The Third Rome idea has ultimately had more staying power — or at least it has captured the modern imagination. It is widely cited in history textbooks, for instance. In Sergei Eisenstein’s film, Ivan the Terrible, Part I, the cinematic Ivan played by Nikolai Cherkasov repeats Filofei’s formulation, albeit in modern Russian. Moreover, he does so in his coronation speech asserting his authority over both the Church hierarchy and the boyars. Ivan’s clash with clergy and nobility notwithstanding, this dramatization is not historically accurate. Church leaders actually used the Third Rome idea to warn the secular powers not to pursue policies that would undermine the Church and true Orthodoxy, practically the opposite of Eisenstein’s representation. Indeed, the Third Rome idea was never meant to glorify Russia as a militant, expansionist state, although that interpretation has become common among Russians and Westerners alike.

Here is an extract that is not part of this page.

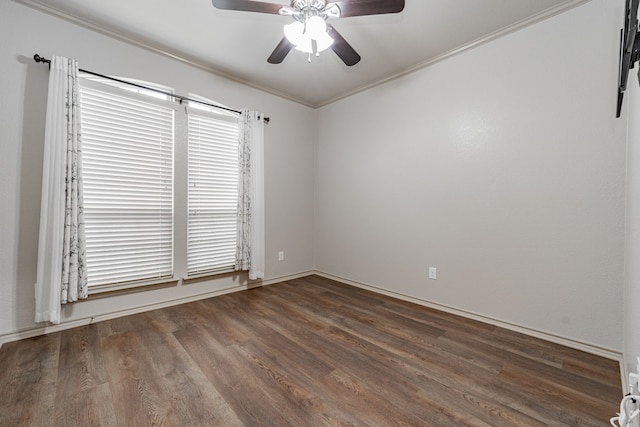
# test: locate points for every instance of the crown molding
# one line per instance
(556, 10)
(150, 46)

Russian apocalyptic fears subsided as the sixteenth century progressed, and then resurfaced when struggles over royal succession and foreign invasions all but destroyed the Russian state during the Time of Troubles (1598-1613). They receded and then peaked again in the 1660s, when the forerunners of the Old Believers refused to accept liturgical reforms introduced by Patriarch Nikon. The Old Believers regarded Nikon’s changes as corruptions which could precipitate the Apocalypse; many considered either Nikon or Tsar Alexei – the ruler at the time – to be the Antichrist. (A later generation of the sect gave that distinction to Peter the Great.)

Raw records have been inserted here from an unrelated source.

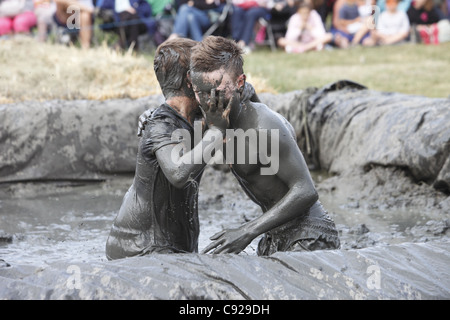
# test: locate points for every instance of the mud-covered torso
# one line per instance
(154, 214)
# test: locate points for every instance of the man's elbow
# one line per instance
(178, 181)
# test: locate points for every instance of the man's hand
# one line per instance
(217, 115)
(230, 241)
(143, 120)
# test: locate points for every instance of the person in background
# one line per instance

Of course, Levin said, apocalyptic movements were not limited to Russia, but were fairly common in Europe in the years leading up to 1666, a number that suggested the “mark of the beast” from the book of Revelation. “A false Messiah even appeared among the Jewish community of the Ottoman empire at the same time,” she said, “showing that end-of-the-world notions transcended religious and political borders.”  RL


* After Peter returned from his “Great Embassy” to Europe, he changed New Year’s Day from September 1 (a legacy of the Roman and Byzantine empires) to January 1 (as used in the West), and adopted the Anno Domini system. Thus did January 1, 7208 become January 1, 1700. Peter did not, however, adopt the Gregorian calendar, but retained the Julian calendar, which was still widely in use throughout Europe, which confounds historians to this day.

* dmitry donskoy: Ruler of Muscovy from 1359-1389 and first Muscovy prince to openly challenge the Mongols, defeating them in 1380 at the Battle of Kulikovo Field.